Given that a strict separation of powers is required by our founding documents at both the state and federal levels, one might well ask how any of that can have happened?
It happened because Congress and most state legislatures have been only too happy to dodge accountability by delegating away their legislative powers, and it happened because federal and state courts have been increasingly reluctant to enforce the nondelegation doctrine. Indeed, that reluctance was eventually formalized as part of the adoption of progressive judicial theory in the middle of the 20th century.
Part and parcel of that theory was a new doctrine called “judicial deference,” which holds that courts should simply presume the constitutionality of any legislation that isn’t “clearly irrational,” including legislation delegating power to the executive branch. Carrying the doctrine further, most courts now also defer to executive branch officers and agencies regarding the extent of their delegated powers and the meaning of the orders and rules they promulgate.
Recently, several justices on the U.S. Supreme Court have indicated that they are prepared to reconsider the doctrine of judicial deference, at least when it comes to agency-made law, and many commentators are hopeful that the nondelegation doctrine will be resurrected at the federal level. If and when that happens, there can be little doubt the state courts, including the courts of North Carolina, will eventually follow the U.S. Supreme Court’s example.
There’s no reason, however, why North Carolinians should have to wait for the U.S. Supreme Court to act. The General Assembly can act directly to rein in the power of the executive branch, and it has done so several times in recent years. It took several steps in that direction in 2021 when it amended the Emergency Management Act to rein in the emergency powers delegated to the governor and significantly restricted the extent to which occupational licensing boards and local authorities can create crimes.
These reforms notwithstanding, it’s unlikely the General Assembly will stop making vague delegations of power to the executive branch any time soon, and it’s even more unlikely that our executive officers and our administrative agencies will stop welcoming every opportunity to expand their power.
Last year, for example, Gov. Cooper signed an executive order committing the state to achieving “net-zero emissions … no later than 2050,” and instructing the Department of Transportation and the Department of Environmental Quality to “develop a North Carolina Clean Transportation Plan” that would, among other things, ensure that all medium- and heavy-duty vehicles operating in the state are “zero-emission vehicles.” As my colleague Jon Sanders has correctly observed, under North Carolina state law and under our constitution, “If Gov. Cooper wants … an ‘Advanced Clean Trucks Rule’ … he’ll have to persuade the General Assembly to go along.”

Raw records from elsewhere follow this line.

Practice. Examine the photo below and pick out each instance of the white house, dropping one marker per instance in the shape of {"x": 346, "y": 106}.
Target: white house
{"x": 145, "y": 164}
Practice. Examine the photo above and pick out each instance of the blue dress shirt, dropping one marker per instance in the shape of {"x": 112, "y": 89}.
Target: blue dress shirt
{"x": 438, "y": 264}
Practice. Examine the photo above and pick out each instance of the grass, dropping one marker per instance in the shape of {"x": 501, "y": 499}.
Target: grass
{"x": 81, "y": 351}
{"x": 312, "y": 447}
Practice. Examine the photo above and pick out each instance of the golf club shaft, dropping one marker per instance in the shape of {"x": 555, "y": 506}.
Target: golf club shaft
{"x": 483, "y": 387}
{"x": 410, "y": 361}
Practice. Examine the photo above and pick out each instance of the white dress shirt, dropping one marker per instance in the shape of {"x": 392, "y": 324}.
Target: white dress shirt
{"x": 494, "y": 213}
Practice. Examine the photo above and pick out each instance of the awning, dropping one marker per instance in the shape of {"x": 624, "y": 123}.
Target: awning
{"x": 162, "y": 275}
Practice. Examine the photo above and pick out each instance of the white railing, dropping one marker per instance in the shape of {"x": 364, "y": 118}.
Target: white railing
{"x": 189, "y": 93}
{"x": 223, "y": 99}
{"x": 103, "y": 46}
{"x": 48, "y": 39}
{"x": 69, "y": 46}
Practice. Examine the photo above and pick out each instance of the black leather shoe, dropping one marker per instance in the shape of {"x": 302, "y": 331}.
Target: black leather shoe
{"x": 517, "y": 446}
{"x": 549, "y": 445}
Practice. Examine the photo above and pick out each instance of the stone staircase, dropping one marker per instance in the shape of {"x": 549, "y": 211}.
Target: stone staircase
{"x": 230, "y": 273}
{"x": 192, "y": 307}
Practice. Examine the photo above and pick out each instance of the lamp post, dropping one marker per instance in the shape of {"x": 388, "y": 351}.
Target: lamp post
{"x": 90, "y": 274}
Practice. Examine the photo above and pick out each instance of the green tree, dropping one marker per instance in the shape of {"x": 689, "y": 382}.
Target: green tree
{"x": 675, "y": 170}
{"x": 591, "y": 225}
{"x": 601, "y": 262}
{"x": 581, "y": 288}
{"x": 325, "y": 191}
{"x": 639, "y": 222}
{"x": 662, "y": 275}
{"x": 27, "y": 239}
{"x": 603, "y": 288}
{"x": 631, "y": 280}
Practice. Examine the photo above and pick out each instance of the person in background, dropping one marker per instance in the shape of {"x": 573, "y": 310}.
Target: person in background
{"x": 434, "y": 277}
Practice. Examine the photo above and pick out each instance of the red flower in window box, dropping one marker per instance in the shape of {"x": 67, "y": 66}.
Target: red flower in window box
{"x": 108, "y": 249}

At the end of the day, restoring the separation of powers guaranteed by the state constitution will probably require the intervention of the N.C. Supreme Court. The supreme courts in eleven states have already taken a step in that direction by rejecting the doctrine of judicial deference as it applies to administrative agencies. In the most recent instance of this promising trend, last month the Ohio Supreme Court handed down an opinion saying:
We reaffirm today that it is the role of the judiciary … to make the ultimate determination about what the law means. Thus, the judicial branch is never required to defer to an agency’s interpretation of the law. …
Ohio’s system of separation of powers precludes any sort of mandatory deference to agency interpretations.
The N.C. Supreme Court should follow the Ohio Supreme Court’s example. At the first opportunity, the court should declare that it will no longer defer to the legislative and executive branches regarding the constitutionality and extent of delegated power. It should develop its own standard for determining when such delegations go “too far.” And once that revived version of the nondelegation doctrine is in place, it should apply it rigorously whenever a delegation of power is challenged.
If the court does all that, it will go a long way towards restoring the separation of powers guaranteed by the N.C. Constitution. And who knows? It might even provide an example for the U.S. Supreme Court as it wrestles with the problem of a bloated, unconstitutional administrative state.